Tuesday, 9 January 2018: 10:45 AM
Room 6A (ACC) (Austin, Texas)
Aaron Johnson, Univ. of Oklahoma, Norman, OK; and X. Wang
Atmospheric bores can play a critical role in both the maintenance and the initiation of nocturnal convection. Furthermore, bores are very commonly observed in the nocturnal convective environment of the Great Plains of the United States. Therefore improving the understanding and predictions of bores was one of the main foci of the Plains Elevated Convection At Night (PECAN) field experiment. Observations were collected during PECAN from fixed and mobile observation platforms, including in situ surface and upper air observations, and surface and flight based remote sensing profilers of the kinematic and thermodynamic environment within and near bores. These data provide an unprecedented opportunity to understand the physical processes controlling bore behavior and determine optimal observing network strategies to improve predictions of bores in particular, and nocturnal convection in general.
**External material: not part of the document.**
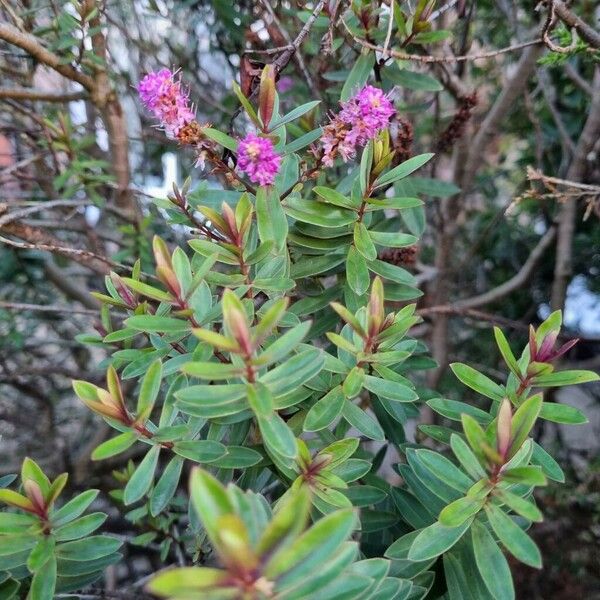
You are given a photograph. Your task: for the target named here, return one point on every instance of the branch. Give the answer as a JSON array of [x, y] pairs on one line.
[[32, 46], [46, 308], [571, 20], [68, 287], [568, 213], [504, 103], [515, 282], [425, 58], [291, 51], [36, 239], [31, 94]]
In this study, the multi-scale GSI-based data assimilation system is used to study the systematic impact of assimilating the PECAN observations on predictions of explicitly resolved bores, using 10 bore-focused Intensive Observation Periods (IOPs). In general, predictions of both bore amplitude and bore speed are improved by assimilating the observations. The impact of each individual type of IOP observations is also evaluated through systematic data denial experiments, with a focus on determining optimal observation network strategies for bore prediction. In addition to statistical analysis of these forecast datasets, case studies will be presented to demonstrate qualitative impacts and provide physical reasoning for the results.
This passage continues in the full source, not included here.